Apple reportedly working on 'privacy screens' to prevent onlooking thieves from knowing your iPhone passcode
Let's face it, thieves are smart—they have their fugitive ways of knowing your personal data whether online or onsite without your discretion. And this applies even to your iPhone, which may even have its passcode, Face ID, or Touch ID activated.
To help prevent onlooking thieves from knowing your passcode and later gaining access to your data and money, Apple is reportedly working on new technology that would add more privacy to the screens of its iPhone, and even MacBook.
The Cupertino-based company is developing a hardware solution to this problem, as seen in the two patents it filed at the United States Patent and Trademark Office on Nov. 21.
As of now, Apple displays, whether LCD or OLED, have a 170-degree field of view which makes it easy for people, even those far from your device, to glance over your iPhone, iPad, or Mac screen and know what's on it.
The documents retrieved by tech outlet Apple Insider state that the purpose of the new technology is to prevent putting users' privacy at risk, especially when using the device in public.
Apple explained, "Electronic devices often include displays. For example, laptop computers have display. Displays are typically designed to display images over a relatively wide angle of view to accommodate movements in the position of the viewer relative to the display."
"In some situations, such as when a user of a laptop or a device with a display is using the device in public, the wide viewing angle is undesirable as it compromises privacy," it continued.
The first newly granted patent is titled "Privacy Films For Curved Displays" which Apple appears to be creating specifically for iPhone.
As the title suggests, a privacy film will be integrated into the screen of the iPhone "to reduce the viewing angle of the display." Similar to a polarizing film, the new technology makes use of a "light-blocking layer" which will only allow light to come in one direction.
This means that while the user is sitting in front of the screen, they will see both the "center and edges of the curved display" with full retina quality and brightness.
Meanwhile, those looking from the user's left or right side will either see nothing at all or, according to Apple Insider, just a blurry image.

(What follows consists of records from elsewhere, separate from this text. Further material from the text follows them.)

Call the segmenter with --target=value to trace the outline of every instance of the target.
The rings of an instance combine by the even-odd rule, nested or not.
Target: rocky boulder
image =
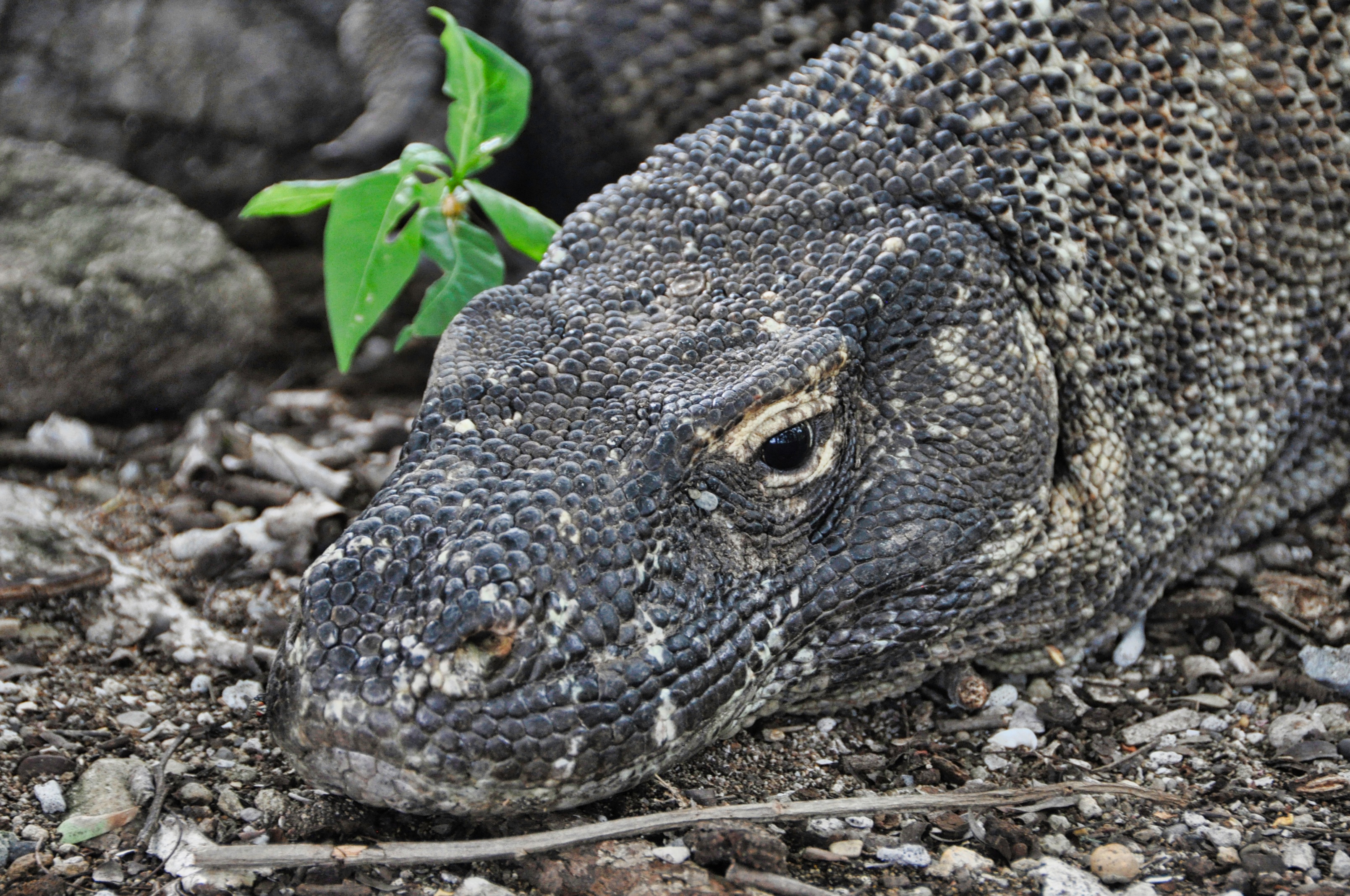
[[[0,424],[171,412],[267,337],[266,275],[169,193],[0,139]]]

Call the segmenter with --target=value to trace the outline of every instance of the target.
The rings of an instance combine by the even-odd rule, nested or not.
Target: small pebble
[[[830,851],[844,858],[857,858],[863,854],[863,841],[848,839],[830,843]]]
[[[1139,858],[1120,843],[1098,846],[1088,864],[1104,884],[1127,884],[1139,876]]]
[[[1115,650],[1111,653],[1111,661],[1115,663],[1122,669],[1129,668],[1138,663],[1139,656],[1143,653],[1145,637],[1143,637],[1143,617],[1131,625],[1120,641],[1115,645]]]
[[[1019,746],[1025,746],[1029,750],[1035,749],[1035,731],[1029,729],[1003,729],[1002,731],[995,731],[990,738],[990,746],[996,746],[1004,750],[1015,750]]]
[[[1052,696],[1054,696],[1054,690],[1045,679],[1031,679],[1031,683],[1026,685],[1026,699],[1029,700],[1049,700]]]
[[[933,864],[933,857],[918,843],[900,843],[899,846],[883,846],[876,850],[876,861],[907,865],[909,868],[927,868]]]
[[[262,694],[261,684],[258,684],[252,679],[244,679],[243,681],[235,681],[224,691],[221,691],[220,702],[224,703],[231,710],[234,710],[235,712],[243,712],[244,710],[247,710],[250,706],[254,704],[254,700],[256,700],[258,695],[261,694]]]
[[[652,856],[671,865],[682,865],[688,861],[688,846],[657,846]]]
[[[984,708],[1002,708],[1017,702],[1017,688],[1011,684],[1000,684],[990,691],[990,699],[984,702]]]
[[[66,811],[66,797],[61,792],[59,781],[43,781],[32,788],[32,795],[38,797],[38,804],[47,815],[59,815]]]

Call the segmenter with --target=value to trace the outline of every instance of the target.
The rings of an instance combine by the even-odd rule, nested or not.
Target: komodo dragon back
[[[1110,645],[1347,479],[1334,5],[906,3],[446,332],[269,688],[409,812]]]

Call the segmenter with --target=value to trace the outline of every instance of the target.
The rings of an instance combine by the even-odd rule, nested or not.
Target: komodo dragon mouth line
[[[273,733],[409,812],[1108,644],[1347,479],[1336,5],[905,3],[447,331]]]

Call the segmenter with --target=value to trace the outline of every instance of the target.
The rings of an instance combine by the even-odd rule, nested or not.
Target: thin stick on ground
[[[749,868],[741,868],[736,862],[732,862],[732,866],[726,869],[726,880],[742,887],[763,889],[765,893],[778,893],[778,896],[834,896],[832,891],[803,884],[794,877],[751,870]]]
[[[196,850],[201,868],[290,868],[296,865],[460,865],[490,858],[514,858],[529,853],[594,843],[605,839],[641,837],[698,822],[740,819],[783,822],[832,815],[873,815],[876,812],[927,812],[942,808],[988,808],[1040,803],[1071,793],[1114,793],[1160,803],[1180,804],[1170,793],[1149,791],[1138,784],[1065,781],[1042,787],[1019,787],[983,792],[905,793],[900,796],[857,796],[842,800],[802,803],[748,803],[682,808],[653,815],[618,818],[612,822],[580,824],[559,831],[479,841],[431,841],[377,843],[374,846],[325,846],[323,843],[278,843],[265,846],[205,846]]]
[[[155,766],[155,799],[150,803],[150,812],[146,815],[146,823],[140,826],[140,834],[136,835],[136,846],[144,846],[155,833],[155,824],[159,823],[159,812],[165,807],[165,769],[169,768],[169,757],[173,756],[173,752],[178,749],[178,745],[186,737],[186,734],[176,737],[169,749],[159,757],[159,765]]]

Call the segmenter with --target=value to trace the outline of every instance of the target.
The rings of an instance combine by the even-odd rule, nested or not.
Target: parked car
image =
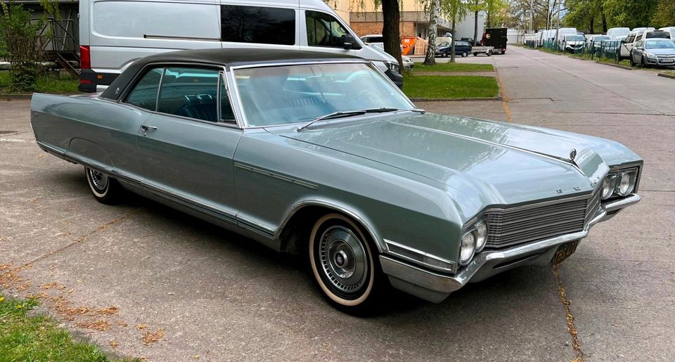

The second patent, titled "Displays With Adjustable Angles of View," talks about a new technology the tech giant plans for its MacBook.
Instead of equipping the laptop with a privacy film, Apple is planning to make the MacBook's screen more secure with an "angle-of-view adjustment layer" which will be placed on top of all the different layers of the display.

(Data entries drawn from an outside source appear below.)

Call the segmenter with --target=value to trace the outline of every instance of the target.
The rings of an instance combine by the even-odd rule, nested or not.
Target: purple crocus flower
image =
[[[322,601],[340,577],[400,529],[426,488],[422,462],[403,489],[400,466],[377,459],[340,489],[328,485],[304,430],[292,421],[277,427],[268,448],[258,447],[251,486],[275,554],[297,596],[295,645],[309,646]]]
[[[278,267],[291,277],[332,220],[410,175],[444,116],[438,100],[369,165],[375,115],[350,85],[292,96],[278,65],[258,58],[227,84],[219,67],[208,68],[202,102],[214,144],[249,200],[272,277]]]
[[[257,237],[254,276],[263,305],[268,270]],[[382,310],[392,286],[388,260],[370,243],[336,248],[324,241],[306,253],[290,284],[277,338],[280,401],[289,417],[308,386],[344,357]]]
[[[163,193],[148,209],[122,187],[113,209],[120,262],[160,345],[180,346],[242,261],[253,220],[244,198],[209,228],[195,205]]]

The new layers will function as an "electrically controllable filter" which, with the help of "adjustable light-blocking structures," would enable the user to control how polarized the screen would be. To do that, the user would have to choose between operating the display in "private viewing mode" or "public viewing mode" on the laptop.
An extra layer of liquid crystal could also be built into the display which would serve as a color filter that will enable only the user to see certain colors on the screen.